OP: I don't honestly think you'll see as much benefit as you think from 2 extra cores at slightly lower clock.

Unless you specifically intend to do lots of stuff that requires specifically more CPU grunt than memory (i.e. compiling comes to mind) I personally think you'd be better off with the "base" 2.6Ghz i7, with the 32GB memory + 512 GB storage upgrades.

Interesting, i thought i9 is just more powerfull than i7. but i just noticed now that the i7 is 2.9ghz vs the i9 with is 2.3ghz..hmm
 

eulslix

macrumors 6502
Dec 4, 2016
464
594
heres a link to the course info, it talks about the kind of computer needed in the Additional Information tab.
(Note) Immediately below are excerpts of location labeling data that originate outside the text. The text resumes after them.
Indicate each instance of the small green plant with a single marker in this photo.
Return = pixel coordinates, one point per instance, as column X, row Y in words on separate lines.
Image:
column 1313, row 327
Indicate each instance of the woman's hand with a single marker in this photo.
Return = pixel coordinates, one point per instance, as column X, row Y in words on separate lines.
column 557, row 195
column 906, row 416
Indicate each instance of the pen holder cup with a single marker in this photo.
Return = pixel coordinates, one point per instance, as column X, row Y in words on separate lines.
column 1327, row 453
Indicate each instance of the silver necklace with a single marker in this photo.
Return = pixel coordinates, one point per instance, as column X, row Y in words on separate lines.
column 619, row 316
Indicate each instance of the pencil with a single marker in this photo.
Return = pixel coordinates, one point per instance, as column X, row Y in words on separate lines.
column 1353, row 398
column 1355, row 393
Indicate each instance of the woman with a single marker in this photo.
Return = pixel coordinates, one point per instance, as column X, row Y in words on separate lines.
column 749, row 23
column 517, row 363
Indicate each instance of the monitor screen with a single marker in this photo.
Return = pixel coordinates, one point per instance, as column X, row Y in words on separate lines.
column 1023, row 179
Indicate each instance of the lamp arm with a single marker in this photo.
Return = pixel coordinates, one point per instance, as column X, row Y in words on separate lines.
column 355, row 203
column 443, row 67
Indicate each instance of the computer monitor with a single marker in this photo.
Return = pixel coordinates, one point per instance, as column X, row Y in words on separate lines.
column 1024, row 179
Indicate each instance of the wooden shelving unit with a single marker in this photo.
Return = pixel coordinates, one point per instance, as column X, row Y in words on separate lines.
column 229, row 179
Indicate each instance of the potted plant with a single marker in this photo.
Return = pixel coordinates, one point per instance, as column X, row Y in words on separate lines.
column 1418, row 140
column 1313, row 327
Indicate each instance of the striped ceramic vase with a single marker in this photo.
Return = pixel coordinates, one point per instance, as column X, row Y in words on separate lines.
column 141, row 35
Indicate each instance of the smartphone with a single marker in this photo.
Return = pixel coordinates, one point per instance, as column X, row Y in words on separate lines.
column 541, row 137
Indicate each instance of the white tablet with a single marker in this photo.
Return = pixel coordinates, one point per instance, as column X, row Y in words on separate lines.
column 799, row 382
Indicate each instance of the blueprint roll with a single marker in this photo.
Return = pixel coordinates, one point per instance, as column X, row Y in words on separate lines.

There is also the list of software that we are using.

http://www.johnabbott.qc.ca/academics/career-programs/graphicweb/
[doublepost=1566820916][/doublepost]

Interesting, i thought i9 is just more powerfull than i7. but i just noticed now that the i7 is 2.9ghz vs the i9 with is 2.3ghz..hmm

Yeah I don't think you need much of a powerful machine for that. You'd be perfectly fine with a 13" machine if it wasn't for the screen estate.

You'll be learning a lot about design basics, which is a lot about typography, color theory, composition and grids... none of which requires a powerful machine to practice (and neither master, which is an accomplishment for itself). That's my impression after throwing a quick look at it... might be wrong though.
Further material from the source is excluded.